Joli roman, d'un style dépouillé, tout en subtilités et en finesse. À travers l'histoire de Bhupati et de sa jeune femme Chârulatâ, c'est toute la difficulté des relations de couple qui est explorée, mais dans un pays précis, l'Inde, et dans une famille d'une classe sociale aisée, ce qui implique de nombreuses conséquences spécifiques à cet environnement.


Bhupati, qui pourrait très bien se permettre de ne pas travailler, se voue corps et âme à la direction d'un journal politique, délaissant sa femme, qui traîne son désœuvrement dans le gynécée de leur maison - vu leur rang social, la plupart des tâches ménagères incombent aux domestiques, et Chârulatâ, en tant que femme indienne riche, n'a jamais été préparée à imaginer des projets personnels, et encore moins professionnels. Cela, Tagore ne le dit pas expressément, pas plus qu'il n'insiste sur le fait que le mariage a été arrangé, le lecteur indien ayant déjà toutes les données en mains, un peu comme Edith Wharton ne précise pas ce qui se fait ou ce qui ne se fait pas dans la bonne société de Chez les heureux du monde.

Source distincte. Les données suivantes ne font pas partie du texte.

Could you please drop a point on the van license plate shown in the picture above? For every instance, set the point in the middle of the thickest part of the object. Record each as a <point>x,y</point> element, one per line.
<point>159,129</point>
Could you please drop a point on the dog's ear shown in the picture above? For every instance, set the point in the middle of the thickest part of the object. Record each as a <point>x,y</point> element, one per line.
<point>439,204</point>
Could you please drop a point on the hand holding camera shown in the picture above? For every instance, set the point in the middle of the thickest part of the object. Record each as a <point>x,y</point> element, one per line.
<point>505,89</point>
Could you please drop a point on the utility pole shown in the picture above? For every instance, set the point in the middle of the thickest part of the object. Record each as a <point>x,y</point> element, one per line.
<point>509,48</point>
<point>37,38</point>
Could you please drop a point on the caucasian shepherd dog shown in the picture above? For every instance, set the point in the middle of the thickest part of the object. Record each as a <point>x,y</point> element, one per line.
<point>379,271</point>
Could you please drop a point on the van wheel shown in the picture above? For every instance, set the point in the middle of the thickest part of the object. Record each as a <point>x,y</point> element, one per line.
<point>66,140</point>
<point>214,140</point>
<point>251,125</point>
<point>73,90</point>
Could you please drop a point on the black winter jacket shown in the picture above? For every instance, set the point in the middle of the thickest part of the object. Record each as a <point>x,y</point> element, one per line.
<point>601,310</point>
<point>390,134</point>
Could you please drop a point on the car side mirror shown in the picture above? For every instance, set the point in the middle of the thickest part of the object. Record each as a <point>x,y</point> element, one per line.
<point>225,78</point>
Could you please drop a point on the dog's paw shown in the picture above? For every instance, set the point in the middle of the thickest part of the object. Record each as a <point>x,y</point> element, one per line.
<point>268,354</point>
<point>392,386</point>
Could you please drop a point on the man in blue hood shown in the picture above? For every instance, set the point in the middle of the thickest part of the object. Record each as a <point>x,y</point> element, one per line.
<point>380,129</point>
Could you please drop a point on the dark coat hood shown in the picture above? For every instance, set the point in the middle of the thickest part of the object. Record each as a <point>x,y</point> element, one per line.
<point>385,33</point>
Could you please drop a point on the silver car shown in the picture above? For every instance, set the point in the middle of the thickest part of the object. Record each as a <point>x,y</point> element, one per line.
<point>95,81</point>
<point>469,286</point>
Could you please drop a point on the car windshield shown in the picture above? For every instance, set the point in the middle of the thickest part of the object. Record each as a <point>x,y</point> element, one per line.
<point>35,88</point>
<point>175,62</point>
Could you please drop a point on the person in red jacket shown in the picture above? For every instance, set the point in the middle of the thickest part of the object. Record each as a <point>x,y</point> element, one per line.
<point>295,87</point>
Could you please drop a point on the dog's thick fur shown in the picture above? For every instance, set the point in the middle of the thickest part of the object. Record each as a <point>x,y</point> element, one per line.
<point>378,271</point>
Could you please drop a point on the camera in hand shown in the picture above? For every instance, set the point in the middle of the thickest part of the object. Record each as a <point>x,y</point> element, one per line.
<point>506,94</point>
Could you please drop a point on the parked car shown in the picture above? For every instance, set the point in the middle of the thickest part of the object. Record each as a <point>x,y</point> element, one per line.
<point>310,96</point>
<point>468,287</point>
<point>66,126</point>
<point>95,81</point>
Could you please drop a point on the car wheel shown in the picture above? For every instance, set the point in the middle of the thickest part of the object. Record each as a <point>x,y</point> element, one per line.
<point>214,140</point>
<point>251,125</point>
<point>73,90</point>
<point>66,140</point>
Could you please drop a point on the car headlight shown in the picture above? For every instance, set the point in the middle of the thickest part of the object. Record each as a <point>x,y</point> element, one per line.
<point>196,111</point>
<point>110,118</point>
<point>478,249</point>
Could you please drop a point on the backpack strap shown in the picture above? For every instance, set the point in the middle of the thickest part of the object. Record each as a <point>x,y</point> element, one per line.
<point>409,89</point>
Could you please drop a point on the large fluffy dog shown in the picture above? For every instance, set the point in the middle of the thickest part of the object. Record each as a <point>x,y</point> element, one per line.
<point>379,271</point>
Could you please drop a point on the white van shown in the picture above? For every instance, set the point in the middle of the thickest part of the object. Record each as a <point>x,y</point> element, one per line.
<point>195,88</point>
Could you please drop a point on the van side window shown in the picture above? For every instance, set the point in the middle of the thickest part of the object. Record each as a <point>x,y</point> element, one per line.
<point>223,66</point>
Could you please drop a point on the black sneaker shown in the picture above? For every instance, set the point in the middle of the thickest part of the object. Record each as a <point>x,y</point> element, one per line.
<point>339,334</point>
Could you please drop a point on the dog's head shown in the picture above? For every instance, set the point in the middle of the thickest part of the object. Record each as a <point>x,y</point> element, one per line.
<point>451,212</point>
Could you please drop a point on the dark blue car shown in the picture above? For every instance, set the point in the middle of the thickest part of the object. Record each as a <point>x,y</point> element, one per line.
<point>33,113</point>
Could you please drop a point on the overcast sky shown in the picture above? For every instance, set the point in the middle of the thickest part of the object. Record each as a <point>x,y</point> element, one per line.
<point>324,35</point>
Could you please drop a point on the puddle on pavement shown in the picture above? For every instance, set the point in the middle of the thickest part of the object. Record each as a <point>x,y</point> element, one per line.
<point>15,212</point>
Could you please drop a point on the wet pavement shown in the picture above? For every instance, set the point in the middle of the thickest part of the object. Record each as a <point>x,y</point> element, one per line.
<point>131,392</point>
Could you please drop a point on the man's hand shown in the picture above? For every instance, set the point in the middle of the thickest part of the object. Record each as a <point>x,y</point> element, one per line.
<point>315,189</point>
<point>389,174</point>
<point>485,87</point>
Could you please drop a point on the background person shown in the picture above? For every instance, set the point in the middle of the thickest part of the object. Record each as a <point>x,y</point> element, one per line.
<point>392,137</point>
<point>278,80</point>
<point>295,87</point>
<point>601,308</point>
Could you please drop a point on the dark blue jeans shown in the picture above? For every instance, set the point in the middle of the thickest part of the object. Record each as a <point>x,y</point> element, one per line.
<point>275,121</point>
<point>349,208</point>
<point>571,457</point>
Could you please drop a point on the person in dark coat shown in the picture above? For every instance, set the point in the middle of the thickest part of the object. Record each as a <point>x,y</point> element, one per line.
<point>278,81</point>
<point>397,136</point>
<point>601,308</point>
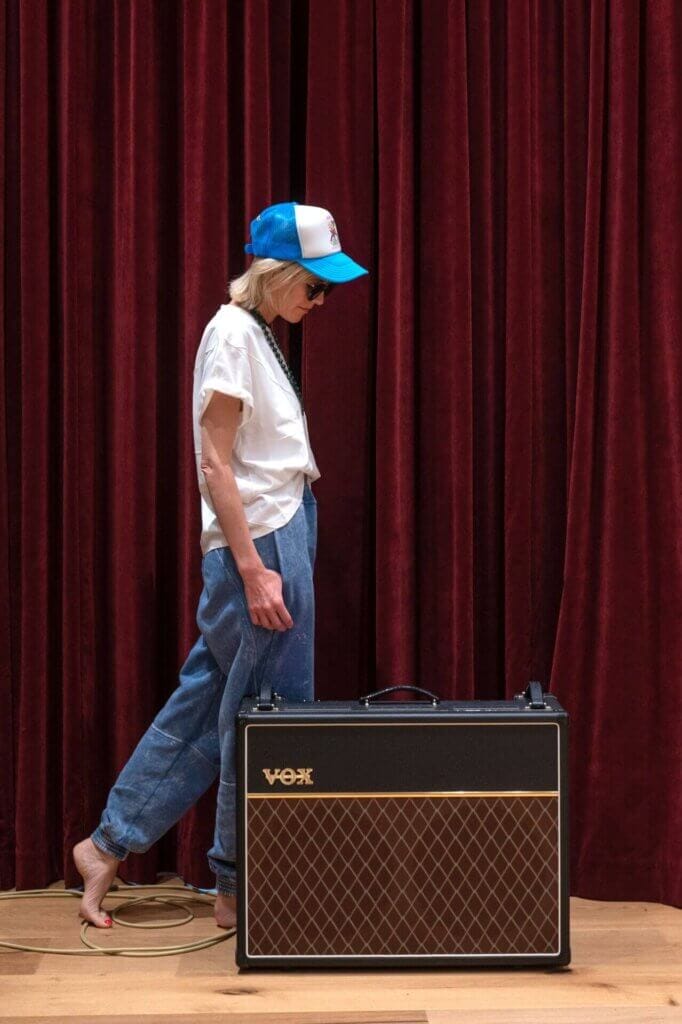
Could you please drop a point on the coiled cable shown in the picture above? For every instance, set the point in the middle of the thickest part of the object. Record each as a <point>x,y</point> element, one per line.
<point>93,950</point>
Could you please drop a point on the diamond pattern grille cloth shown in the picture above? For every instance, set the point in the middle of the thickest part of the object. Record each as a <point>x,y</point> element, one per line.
<point>367,876</point>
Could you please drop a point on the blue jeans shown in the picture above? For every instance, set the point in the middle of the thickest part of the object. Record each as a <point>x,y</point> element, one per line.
<point>193,737</point>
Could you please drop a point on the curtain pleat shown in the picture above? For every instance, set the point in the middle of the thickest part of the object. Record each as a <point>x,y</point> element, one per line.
<point>496,410</point>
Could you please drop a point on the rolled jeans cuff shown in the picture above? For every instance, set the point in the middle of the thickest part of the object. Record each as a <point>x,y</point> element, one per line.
<point>102,842</point>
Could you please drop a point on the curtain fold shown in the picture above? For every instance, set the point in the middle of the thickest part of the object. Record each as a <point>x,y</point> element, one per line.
<point>496,410</point>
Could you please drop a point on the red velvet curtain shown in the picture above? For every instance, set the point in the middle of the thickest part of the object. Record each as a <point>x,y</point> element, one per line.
<point>496,410</point>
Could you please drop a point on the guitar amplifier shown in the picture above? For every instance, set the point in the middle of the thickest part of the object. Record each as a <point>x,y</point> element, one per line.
<point>421,833</point>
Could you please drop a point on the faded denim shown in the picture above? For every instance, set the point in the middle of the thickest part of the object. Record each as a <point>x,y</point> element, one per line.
<point>193,737</point>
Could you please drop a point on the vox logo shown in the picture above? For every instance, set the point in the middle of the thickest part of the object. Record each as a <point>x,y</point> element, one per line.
<point>289,776</point>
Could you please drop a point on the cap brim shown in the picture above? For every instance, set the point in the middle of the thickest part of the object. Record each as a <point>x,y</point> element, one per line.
<point>338,267</point>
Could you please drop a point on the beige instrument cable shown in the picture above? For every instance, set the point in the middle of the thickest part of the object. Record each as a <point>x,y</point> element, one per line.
<point>93,950</point>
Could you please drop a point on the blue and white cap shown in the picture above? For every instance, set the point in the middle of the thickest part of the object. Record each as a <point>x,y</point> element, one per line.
<point>306,235</point>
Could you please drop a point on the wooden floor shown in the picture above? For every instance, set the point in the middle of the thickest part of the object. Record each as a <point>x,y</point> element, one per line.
<point>627,966</point>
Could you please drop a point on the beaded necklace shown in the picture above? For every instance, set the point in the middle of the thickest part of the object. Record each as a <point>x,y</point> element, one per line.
<point>279,354</point>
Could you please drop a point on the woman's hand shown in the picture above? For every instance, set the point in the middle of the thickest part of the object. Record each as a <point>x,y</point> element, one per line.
<point>263,593</point>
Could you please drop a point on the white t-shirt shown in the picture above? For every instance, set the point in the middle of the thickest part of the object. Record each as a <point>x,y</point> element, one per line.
<point>271,456</point>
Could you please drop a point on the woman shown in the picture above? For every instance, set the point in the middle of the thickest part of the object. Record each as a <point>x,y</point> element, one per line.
<point>254,467</point>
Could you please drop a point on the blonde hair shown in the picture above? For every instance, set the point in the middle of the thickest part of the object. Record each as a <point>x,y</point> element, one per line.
<point>264,276</point>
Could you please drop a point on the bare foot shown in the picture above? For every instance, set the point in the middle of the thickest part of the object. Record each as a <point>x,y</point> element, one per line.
<point>98,870</point>
<point>225,910</point>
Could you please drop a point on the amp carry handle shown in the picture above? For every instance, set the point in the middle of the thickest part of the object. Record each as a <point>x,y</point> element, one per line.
<point>533,693</point>
<point>391,689</point>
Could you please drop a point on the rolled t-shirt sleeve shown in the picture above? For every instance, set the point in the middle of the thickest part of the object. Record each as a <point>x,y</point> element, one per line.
<point>226,369</point>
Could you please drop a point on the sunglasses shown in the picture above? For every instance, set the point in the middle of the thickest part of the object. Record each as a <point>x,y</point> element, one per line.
<point>318,288</point>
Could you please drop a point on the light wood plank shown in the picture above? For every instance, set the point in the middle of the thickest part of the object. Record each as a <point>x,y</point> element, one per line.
<point>626,968</point>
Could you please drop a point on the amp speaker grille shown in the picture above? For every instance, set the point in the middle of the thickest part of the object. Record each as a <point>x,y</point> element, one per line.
<point>402,876</point>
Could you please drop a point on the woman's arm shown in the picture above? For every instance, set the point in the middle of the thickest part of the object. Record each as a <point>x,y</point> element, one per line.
<point>262,587</point>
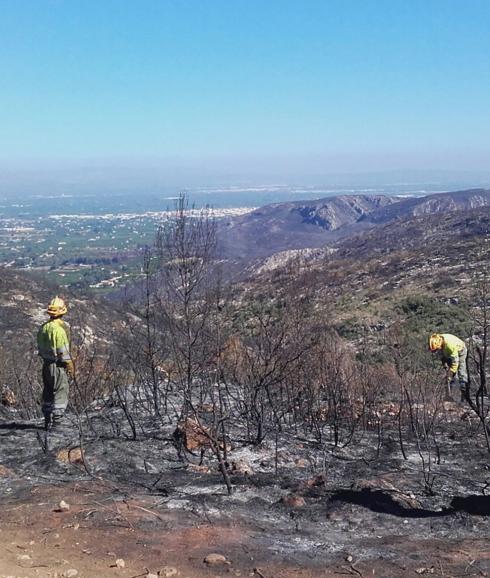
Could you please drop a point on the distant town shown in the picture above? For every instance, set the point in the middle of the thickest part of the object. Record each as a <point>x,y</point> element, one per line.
<point>88,251</point>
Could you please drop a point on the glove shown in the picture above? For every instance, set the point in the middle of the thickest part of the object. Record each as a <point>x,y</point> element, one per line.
<point>70,368</point>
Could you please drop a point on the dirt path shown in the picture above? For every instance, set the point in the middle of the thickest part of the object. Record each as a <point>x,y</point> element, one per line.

Chârulatâ, donc, s'étiole, jusqu'à ce que l'installation d'un cousin de Bhupati, Amal, à peu près du même âge qu'elle, et avec qui elle va pouvoir partager plusieurs centres d'intérêt, dont, essentiellement, la littérature, ainsi qu'inventer des plans plus ou moins réalisables. Chârulatâ devient une sorte de muse pour Amal, qui écrit de plus en plus, de mieux en mieux, jusqu'à être publié et devenir connu. Or, tant qu'Amal écrit juste pour elle et lui, leur relation reste privilégiée et comble le grand vide qui habitait jusque-là la jeune femme. Elle se sent trahie parce qu'Amal ne porte pas le même intérêt qu'elle à leurs activités littéraires, autrement dit, à leur relation. Et puisqu'Amal, qui aime assez se faire dorloter et aduler, commence également à lire ses textes à une belle-sœur qui vit avec eux, pourtant peu férue de littérature, Chârulatâ va se comporter de façon mesquine et laisser libre cours à toute sa jalousie et à un sentiment de possessivité à l'égard d'Amal qui le fera fuir, la première proposition de mariage arrangé servant de prétexte.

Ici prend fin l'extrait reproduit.